Observateur, acteur et pédagogue de la vie politique, Patrick Palisson est, depuis longtemps, un citoyen engagé. Notamment dans la défense et la promotion de l'école de la république, des droits de l'enfant et de l'égalité entre les femmes et les hommes. Il est membre du Parti socialiste français et du Parti socialiste européen.
Le musée Soulages sera-t-il, comme beaucoup le prétendent, une locomotive économique pour l'agglomération ruthénoise et pour le département ? Peut-être. Sans doute. L'avenir le dira. Ce qui est sûr, c'est qu'il est, dès à présent, une locomotive culturelle pour tout l'Aveyron, propre à élever le niveau d'exigence en la matière.
Déjà, le geste architectural du viaduc de Millau avait lancé un signal à la population aveyronnaise. Il avait d'ailleurs été précédé de signes avant-coureurs tels que la révolution scénographique du musée Fenaille ou le parti-pris inventif de Micropolis, ou encore la recréation des vitraux de l'abbatiale de Conques, par Pierre Soulages justement.
L'avènement du centre d'art qui lui est dédié indique, à tous points de vue, une nouvelle ambition culturelle pour notre département.
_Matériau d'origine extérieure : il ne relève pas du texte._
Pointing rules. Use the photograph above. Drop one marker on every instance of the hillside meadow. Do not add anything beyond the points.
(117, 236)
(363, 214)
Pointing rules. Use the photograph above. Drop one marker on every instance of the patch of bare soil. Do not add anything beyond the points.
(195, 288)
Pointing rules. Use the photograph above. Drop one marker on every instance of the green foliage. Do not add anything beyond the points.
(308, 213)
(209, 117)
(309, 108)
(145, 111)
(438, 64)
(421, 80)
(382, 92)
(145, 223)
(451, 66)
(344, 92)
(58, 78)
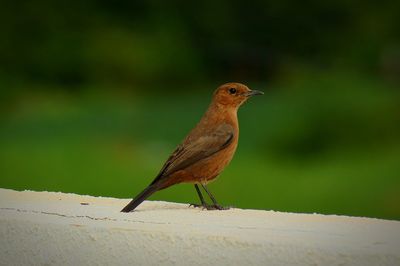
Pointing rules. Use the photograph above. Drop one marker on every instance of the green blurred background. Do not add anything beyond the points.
(96, 94)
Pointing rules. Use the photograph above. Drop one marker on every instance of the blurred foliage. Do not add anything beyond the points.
(96, 94)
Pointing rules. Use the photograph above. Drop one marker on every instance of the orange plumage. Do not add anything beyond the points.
(206, 150)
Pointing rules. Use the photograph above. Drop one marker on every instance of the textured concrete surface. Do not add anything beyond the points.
(47, 228)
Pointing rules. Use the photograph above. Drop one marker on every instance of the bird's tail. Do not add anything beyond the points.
(147, 192)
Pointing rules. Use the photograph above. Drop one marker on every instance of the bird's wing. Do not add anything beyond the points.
(187, 154)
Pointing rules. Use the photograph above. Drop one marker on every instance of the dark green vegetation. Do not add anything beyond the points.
(95, 96)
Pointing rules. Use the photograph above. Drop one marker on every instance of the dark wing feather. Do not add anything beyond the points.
(187, 154)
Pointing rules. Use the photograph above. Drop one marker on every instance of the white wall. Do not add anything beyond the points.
(46, 228)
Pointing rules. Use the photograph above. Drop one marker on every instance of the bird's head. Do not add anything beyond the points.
(233, 94)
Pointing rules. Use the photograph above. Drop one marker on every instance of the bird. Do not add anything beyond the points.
(206, 150)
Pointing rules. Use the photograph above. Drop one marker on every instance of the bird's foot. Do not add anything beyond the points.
(194, 205)
(209, 207)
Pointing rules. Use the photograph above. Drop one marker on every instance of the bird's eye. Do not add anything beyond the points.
(232, 90)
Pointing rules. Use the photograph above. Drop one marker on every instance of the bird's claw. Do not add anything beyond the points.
(209, 207)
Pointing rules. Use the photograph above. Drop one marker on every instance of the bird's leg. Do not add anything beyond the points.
(216, 205)
(203, 203)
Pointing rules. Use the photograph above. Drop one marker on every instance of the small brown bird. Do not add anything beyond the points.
(207, 149)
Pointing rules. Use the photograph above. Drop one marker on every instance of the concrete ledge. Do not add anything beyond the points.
(46, 228)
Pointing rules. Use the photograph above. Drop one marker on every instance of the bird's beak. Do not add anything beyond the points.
(253, 92)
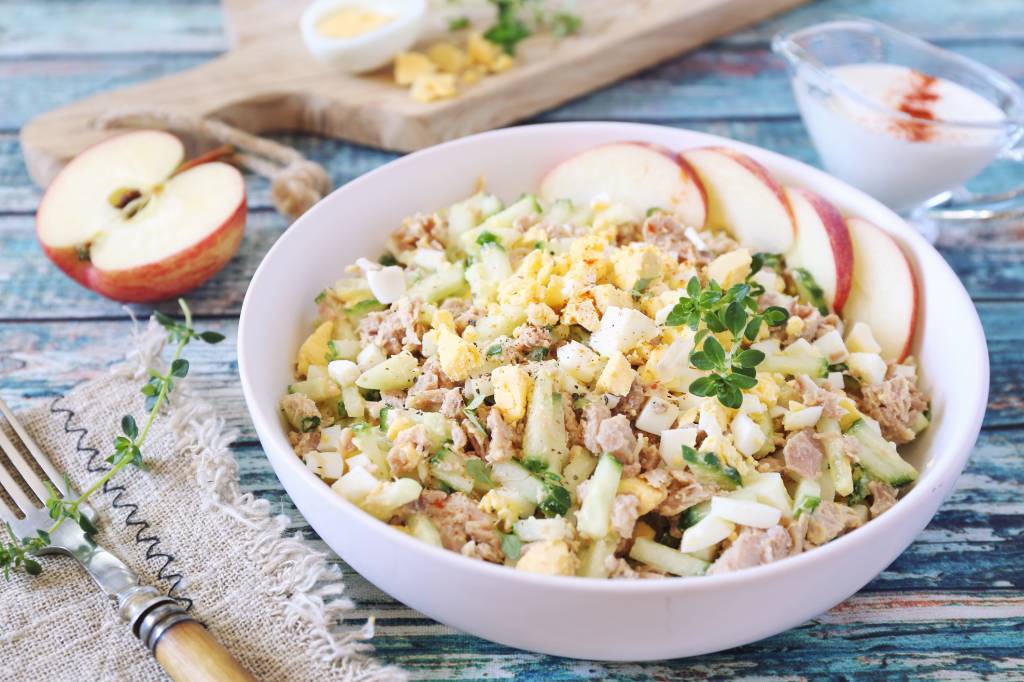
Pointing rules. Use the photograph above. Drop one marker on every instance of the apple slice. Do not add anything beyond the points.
(822, 246)
(122, 221)
(884, 294)
(743, 198)
(640, 175)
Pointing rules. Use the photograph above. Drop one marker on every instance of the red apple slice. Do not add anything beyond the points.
(743, 199)
(640, 175)
(120, 221)
(884, 294)
(822, 246)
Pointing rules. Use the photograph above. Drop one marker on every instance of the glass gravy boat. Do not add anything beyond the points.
(911, 140)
Les quelques festivals et saisons artistiques de ce territoire auraient tort de ne pas en profiter pour tirer vers le haut leurs concepts, leurs programmations et leurs communications. La plupart d'entre eux gagneraient à redéfinir également leurs modèles économiques et, pour quelques uns, à faire évoluer la contribution des pouvoirs publics à leurs budgets.
Il est certain qu'au bout du compte, habitants et visiteurs de l'Aveyron n'auraient pas à le regretter.